Suicide d’une mineure violée: émotion et appels à une réforme de la loi

Une ministre du gouvernement islamiste marocain a appelé jeudi à une révision de la loi autorisant le mariage du violeur avec sa victime après le suicide d’une Marocaine de 16 ans contrainte d’épouser l’homme qui l’avait violée.

Les obsèques de la jeune fille qui s’est donnée la mort la semaine dernière se sont déroulés jeudi à Larache (nord) alors que quelque 300 personnes organisaient un sit-in, à l’appel de la Ligue démocratique pour les droits de la femme, devant le tribunal de la localité où le jugement entérinant son mariage avait été prononcé.

La ministre de la solidarité, de la femme et de famille Bassima Hakkaoui, unique femme membre du gouvernement de l’islamiste Abdelrahman Benkirane, a reconnu un « vrai problème » et préconisé un « débat pour réformer cette loi », sur la chaîne de télévision publique II M.

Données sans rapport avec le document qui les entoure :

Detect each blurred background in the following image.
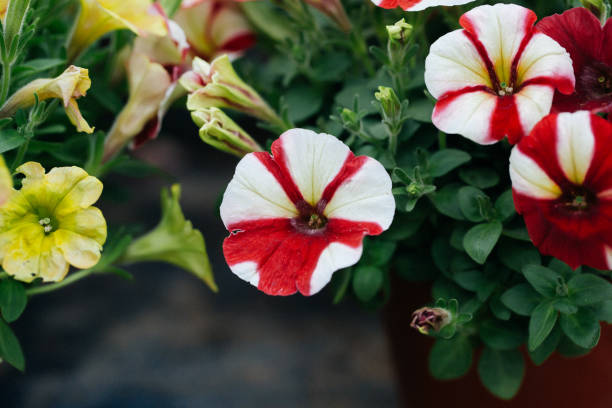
[0,110,397,408]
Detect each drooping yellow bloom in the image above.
[0,162,106,282]
[0,154,14,206]
[68,0,167,61]
[0,65,93,133]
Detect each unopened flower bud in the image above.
[374,86,402,118]
[410,307,451,334]
[191,108,262,157]
[387,18,413,43]
[180,55,285,128]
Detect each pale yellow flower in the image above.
[68,0,167,61]
[0,65,93,133]
[0,162,106,282]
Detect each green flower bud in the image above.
[387,18,413,43]
[191,108,262,157]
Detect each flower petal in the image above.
[40,235,70,282]
[2,224,45,282]
[220,153,298,230]
[58,207,107,245]
[325,157,395,231]
[55,175,102,218]
[459,4,537,83]
[425,30,493,99]
[432,89,503,144]
[517,33,576,94]
[53,229,102,269]
[272,129,353,206]
[223,219,373,296]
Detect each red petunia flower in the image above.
[221,129,395,295]
[510,111,612,269]
[537,7,612,112]
[425,4,574,144]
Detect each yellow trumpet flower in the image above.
[0,162,106,282]
[0,65,93,133]
[66,0,167,61]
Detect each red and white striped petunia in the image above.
[221,129,395,296]
[425,4,575,144]
[372,0,474,11]
[510,111,612,269]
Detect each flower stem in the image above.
[26,269,96,296]
[0,62,12,106]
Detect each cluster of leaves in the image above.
[240,0,612,399]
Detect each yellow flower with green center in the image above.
[0,162,106,282]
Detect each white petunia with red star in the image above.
[510,111,612,269]
[221,129,395,295]
[425,4,575,144]
[372,0,474,11]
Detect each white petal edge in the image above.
[517,33,576,88]
[324,157,395,230]
[230,261,259,287]
[462,4,531,82]
[309,242,363,295]
[425,30,493,98]
[220,153,297,228]
[556,111,595,184]
[276,129,350,206]
[510,147,561,200]
[514,85,555,135]
[431,91,497,144]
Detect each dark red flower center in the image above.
[555,186,597,216]
[576,61,612,99]
[291,201,328,234]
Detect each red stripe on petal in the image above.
[223,218,382,296]
[584,115,612,192]
[489,95,525,144]
[317,151,369,210]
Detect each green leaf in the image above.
[0,278,28,323]
[523,265,563,297]
[479,319,526,350]
[495,190,516,222]
[0,129,26,154]
[353,266,384,302]
[567,273,612,306]
[527,300,559,350]
[0,319,25,371]
[428,149,471,178]
[459,167,499,189]
[560,309,600,349]
[496,239,542,272]
[457,186,487,222]
[592,300,612,324]
[489,295,512,320]
[429,336,473,380]
[529,326,563,365]
[121,184,217,291]
[428,184,465,221]
[478,348,525,400]
[285,82,323,122]
[463,221,502,264]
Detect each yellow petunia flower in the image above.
[0,65,94,133]
[68,0,167,61]
[0,162,106,282]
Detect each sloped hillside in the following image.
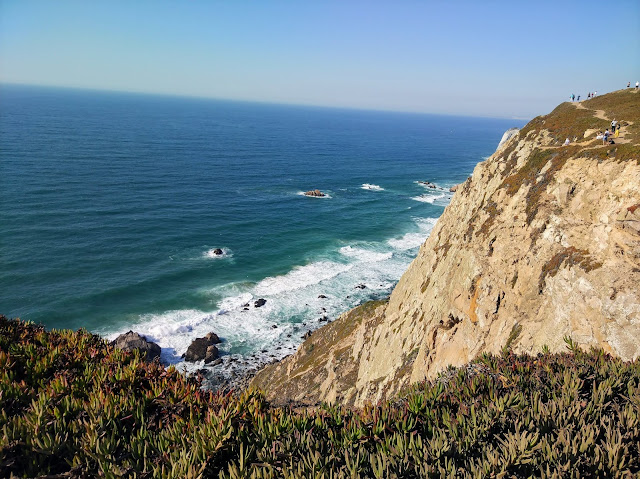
[252,90,640,405]
[0,316,640,479]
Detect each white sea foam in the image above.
[340,246,393,263]
[387,218,438,251]
[202,248,232,259]
[255,261,353,296]
[414,181,448,191]
[411,193,448,204]
[296,191,332,200]
[110,218,436,375]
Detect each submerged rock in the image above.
[111,331,162,361]
[184,333,220,364]
[304,190,327,197]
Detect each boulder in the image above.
[205,333,222,344]
[305,190,327,197]
[184,333,220,364]
[111,331,161,361]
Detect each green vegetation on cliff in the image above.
[0,316,640,478]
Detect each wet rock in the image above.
[184,333,220,364]
[304,190,327,197]
[111,331,161,361]
[209,332,222,344]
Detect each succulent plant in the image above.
[0,316,640,479]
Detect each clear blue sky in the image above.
[0,0,640,118]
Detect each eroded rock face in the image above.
[111,331,161,361]
[305,190,326,197]
[184,333,221,364]
[254,94,640,405]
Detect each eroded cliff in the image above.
[252,90,640,405]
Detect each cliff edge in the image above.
[251,90,640,405]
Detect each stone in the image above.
[184,333,220,364]
[111,331,161,362]
[252,107,640,407]
[209,332,222,344]
[305,190,327,198]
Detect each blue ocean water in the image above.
[0,85,522,372]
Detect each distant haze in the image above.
[0,0,640,118]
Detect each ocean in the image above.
[0,85,524,378]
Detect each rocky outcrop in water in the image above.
[252,91,640,405]
[184,333,221,364]
[304,190,327,198]
[111,331,161,361]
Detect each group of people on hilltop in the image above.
[596,120,620,145]
[562,120,620,146]
[569,82,640,101]
[569,90,598,101]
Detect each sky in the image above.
[0,0,640,119]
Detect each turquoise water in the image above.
[0,85,522,372]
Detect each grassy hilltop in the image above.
[0,317,640,478]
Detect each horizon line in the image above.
[0,80,535,121]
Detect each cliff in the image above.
[252,90,640,405]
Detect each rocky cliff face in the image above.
[253,91,640,405]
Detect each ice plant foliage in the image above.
[0,316,640,479]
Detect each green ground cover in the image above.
[0,317,640,478]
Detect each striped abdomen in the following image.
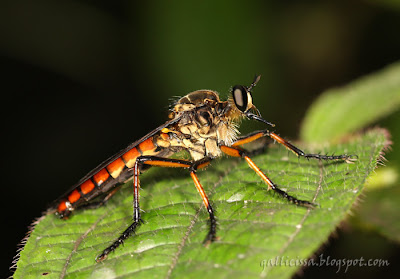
[57,137,161,218]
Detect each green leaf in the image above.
[300,63,400,142]
[15,129,387,278]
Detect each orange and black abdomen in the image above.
[56,137,160,218]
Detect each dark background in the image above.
[0,0,400,278]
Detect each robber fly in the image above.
[53,76,354,262]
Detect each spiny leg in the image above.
[221,146,316,208]
[79,187,122,209]
[96,157,143,262]
[96,156,216,262]
[232,130,358,163]
[190,160,217,246]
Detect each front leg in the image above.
[221,145,316,208]
[232,130,358,163]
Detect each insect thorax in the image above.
[159,90,238,160]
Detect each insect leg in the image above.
[232,130,357,163]
[96,156,216,262]
[221,145,315,208]
[79,184,122,209]
[190,157,217,246]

Nouzha Skalli, qui occupait le même poste dans le gouvernement précédent, s’est montrée choquée par cette affaire qui constitue, selon elle « un cri de la société ».

Les deux femmes s’exprimaient sur la chaîne publique qui, fait rare, y consacrait jeudi la quasi totalité de son journal de la mi-journée.

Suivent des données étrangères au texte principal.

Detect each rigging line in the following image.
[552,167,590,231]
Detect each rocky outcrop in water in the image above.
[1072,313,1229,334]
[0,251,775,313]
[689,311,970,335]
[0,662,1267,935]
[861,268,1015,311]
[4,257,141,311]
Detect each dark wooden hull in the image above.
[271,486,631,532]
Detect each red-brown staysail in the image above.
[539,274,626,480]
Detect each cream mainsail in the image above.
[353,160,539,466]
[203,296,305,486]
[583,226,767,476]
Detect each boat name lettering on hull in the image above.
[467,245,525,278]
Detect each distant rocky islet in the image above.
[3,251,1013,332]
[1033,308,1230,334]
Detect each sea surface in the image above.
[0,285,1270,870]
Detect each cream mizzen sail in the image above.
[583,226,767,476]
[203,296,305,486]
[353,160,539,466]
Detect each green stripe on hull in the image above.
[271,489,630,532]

Amina Al Filali s’est suicidée en absorbant de la mort aux rats, après avoir été contrainte à épouser son violeur qui a ainsi échappé à la prison grâce à un article du code pénal du Maroc.

« La loi considère la mineure violée comme une criminelle bien qu’elle soit victime de la violence », a dit Mme Skalli, regrettant « l’absence de protection en faveur des mineurs ».

« Il faut réformer le code pénal afin de l’adapter à la nouvelle constitution (adoptée par référendum en juillet, ndlr) qui interdit la violence contre les femmes et assure l’égalité des sexes », a-t-elle ajouté.

Le drame a provoqué une vaste mobilisation sur la blogosphère et dans les médias et une pétition pour l’abrogation de « l’aticle criminel » a été mis en ligne, recueillant des centaines de signatures en quelques heures.

« Au delà de l’aspect législatif, c’est une affaire de moeurs, de perception de la femme-objet qui perdure, du manque d’éducation à proprement parler et d’éducation sexuelle notamment », estime le quotidien francophone L’Economiste.